The ambulance took longer than the cops, and it seemed as if you could hear it coming from miles away, the siren wailing through
the storm, its pitch getting higher as it neared, a classic acoustical Doppler effect. Three EMTs—two women and a man—came
out of the van with their green scrubs on, no coats or hats in the snow, with those silly booties on their feet, pulling on
their latex gloves, hauling a stretcher, rushing like mad, shouting. They took one look at the piano player and everything
slowed right the fuck down.
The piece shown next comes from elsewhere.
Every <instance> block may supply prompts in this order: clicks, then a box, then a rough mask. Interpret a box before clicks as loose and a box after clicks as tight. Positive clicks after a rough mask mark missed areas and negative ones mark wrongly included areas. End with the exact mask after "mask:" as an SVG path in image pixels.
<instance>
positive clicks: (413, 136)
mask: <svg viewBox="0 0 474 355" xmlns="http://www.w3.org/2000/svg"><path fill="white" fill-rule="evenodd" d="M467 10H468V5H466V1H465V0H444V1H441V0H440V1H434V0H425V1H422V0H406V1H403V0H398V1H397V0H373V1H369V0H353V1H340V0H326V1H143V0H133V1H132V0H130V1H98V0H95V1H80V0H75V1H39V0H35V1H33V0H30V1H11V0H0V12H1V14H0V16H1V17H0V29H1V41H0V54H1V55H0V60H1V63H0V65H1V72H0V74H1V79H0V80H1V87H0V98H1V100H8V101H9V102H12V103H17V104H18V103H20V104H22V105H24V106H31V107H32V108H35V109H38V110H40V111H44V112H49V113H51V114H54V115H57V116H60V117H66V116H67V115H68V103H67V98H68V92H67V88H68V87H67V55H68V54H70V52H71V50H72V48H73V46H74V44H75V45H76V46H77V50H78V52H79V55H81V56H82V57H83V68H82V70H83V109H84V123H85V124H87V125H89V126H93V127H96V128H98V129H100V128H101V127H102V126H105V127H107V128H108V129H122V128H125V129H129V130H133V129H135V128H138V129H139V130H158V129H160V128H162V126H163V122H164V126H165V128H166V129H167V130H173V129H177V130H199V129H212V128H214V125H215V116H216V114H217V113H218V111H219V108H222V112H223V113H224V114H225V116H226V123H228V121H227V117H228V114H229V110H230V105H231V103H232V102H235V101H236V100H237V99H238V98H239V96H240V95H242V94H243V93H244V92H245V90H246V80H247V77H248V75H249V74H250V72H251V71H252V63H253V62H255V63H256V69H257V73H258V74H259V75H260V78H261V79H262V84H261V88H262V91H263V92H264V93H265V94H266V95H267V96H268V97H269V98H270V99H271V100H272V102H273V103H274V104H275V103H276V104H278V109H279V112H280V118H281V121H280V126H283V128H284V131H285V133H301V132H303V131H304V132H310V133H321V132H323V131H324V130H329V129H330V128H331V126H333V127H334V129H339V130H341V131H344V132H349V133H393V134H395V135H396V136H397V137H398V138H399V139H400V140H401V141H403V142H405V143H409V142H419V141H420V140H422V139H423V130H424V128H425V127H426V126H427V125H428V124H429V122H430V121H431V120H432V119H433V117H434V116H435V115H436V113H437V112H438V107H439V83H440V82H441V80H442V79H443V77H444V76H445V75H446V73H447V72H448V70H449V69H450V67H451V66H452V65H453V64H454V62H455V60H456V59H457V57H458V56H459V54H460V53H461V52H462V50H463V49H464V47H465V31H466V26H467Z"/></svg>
One of the women reached in to find a pulse. Just a formality; it didn’t take long. You could
see her shake her head: No. Gone.

“Has anyone else been shot?” she asked, looking around the room. About ten people had blood trickling down their faces, and
about half of them tentatively raised their hands maybe halfway, the way you used to do when you were in third grade. They
were cut up a little from the flying glass, and some of them were wearing what had previously been parts of Roger Something’s
prefrontal cortex, but they hadn’t really been shot, and most of them knew it.

But blood is blood, so the medics set about going around checking each one, picking slivers of glass out of them, wiping them
down, patching them up.

I sat back, and tried to breathe.

Who knows? I mean, who the fuck knows, you know?